Slipping the bag up, I tugged my head through the hole. Once I put the black motorcycle helmet back on, I looked like the embarrassing sibling Daft Punk never talked about.
Batten
cannot
see me like this
. I saluted to Claire as I left. Kind of. It was probably hard to tell, because both my arms were shrouded inside the bag.
She had already turned around to make a fresh pot of coffee. Probably to serve the ambulance drivers who were going to have to scrape me out from beneath a Winnebago, I'm sure.
* * *
The FBI's Preternatural Crimes Unit had been relocated from the J. Edgar Hoover building in Quantico, Virginia to its new home Boulder in January. I could only imagine some of the protestations made over the timing. I didn't even like bringing in groceries when it was chilly; the thought of moving an entire office in the middle of winter made me break out in gales of disbelieving laughter. It now resided in an underutilized substation in an industrial crescent. I pulled into the rear lot, sparsely inhabited by tell-tale black SUVs and utility vans, and parked next to Agent de Cabrera's chained-up mountain bike — a serious, hardcore machine that made me think he didn't
do
cars. Yanking off the Hefty bag, I shoved it in the garbage can outside the building.
According to what Chapel had told me, the new PCU building was a giant step up from the bunker they'd been relegated to in the Hoover building at Quantico.
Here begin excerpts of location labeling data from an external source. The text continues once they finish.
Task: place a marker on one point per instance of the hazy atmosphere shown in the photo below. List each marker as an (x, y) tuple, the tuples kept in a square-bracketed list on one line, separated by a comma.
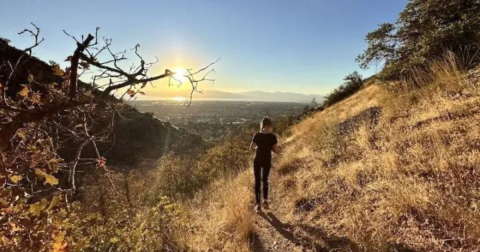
[(240, 126), (289, 46)]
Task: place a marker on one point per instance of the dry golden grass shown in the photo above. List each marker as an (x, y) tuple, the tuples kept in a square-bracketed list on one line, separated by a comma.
[(393, 167), (408, 177), (221, 216)]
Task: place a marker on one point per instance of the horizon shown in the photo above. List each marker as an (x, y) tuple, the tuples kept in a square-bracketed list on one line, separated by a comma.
[(281, 47)]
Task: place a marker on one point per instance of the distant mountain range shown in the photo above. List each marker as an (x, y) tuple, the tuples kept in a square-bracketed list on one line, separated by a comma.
[(261, 96)]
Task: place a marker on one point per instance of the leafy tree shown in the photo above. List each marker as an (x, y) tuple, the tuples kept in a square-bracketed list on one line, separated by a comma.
[(425, 30)]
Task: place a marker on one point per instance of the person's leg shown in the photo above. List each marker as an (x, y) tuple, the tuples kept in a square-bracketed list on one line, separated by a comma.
[(257, 172), (265, 173)]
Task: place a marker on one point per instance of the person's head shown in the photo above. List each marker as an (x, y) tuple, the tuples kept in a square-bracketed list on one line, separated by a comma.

In the new PCU branch, they had their own armory, a fully equipped lab and, down in the basement, a gym, locker room, and shooting range. Batten had threatened to teach me how to handle my Beretta Cougar properly. Probably I wanted him to handle some other things. Probably we both had a death wish.
I accepted the fact that the junior agent who stopped me at the front desk because I wasn't wearing my little clip-on ID tag almost certainly wasn't a ginormous putz; while he was calling up to see if
Chapel was available, I tried not to make impatient noises. So this junior agent didn't recognize me, so what? Last time he'd seen me, I'd been a giant squirrel.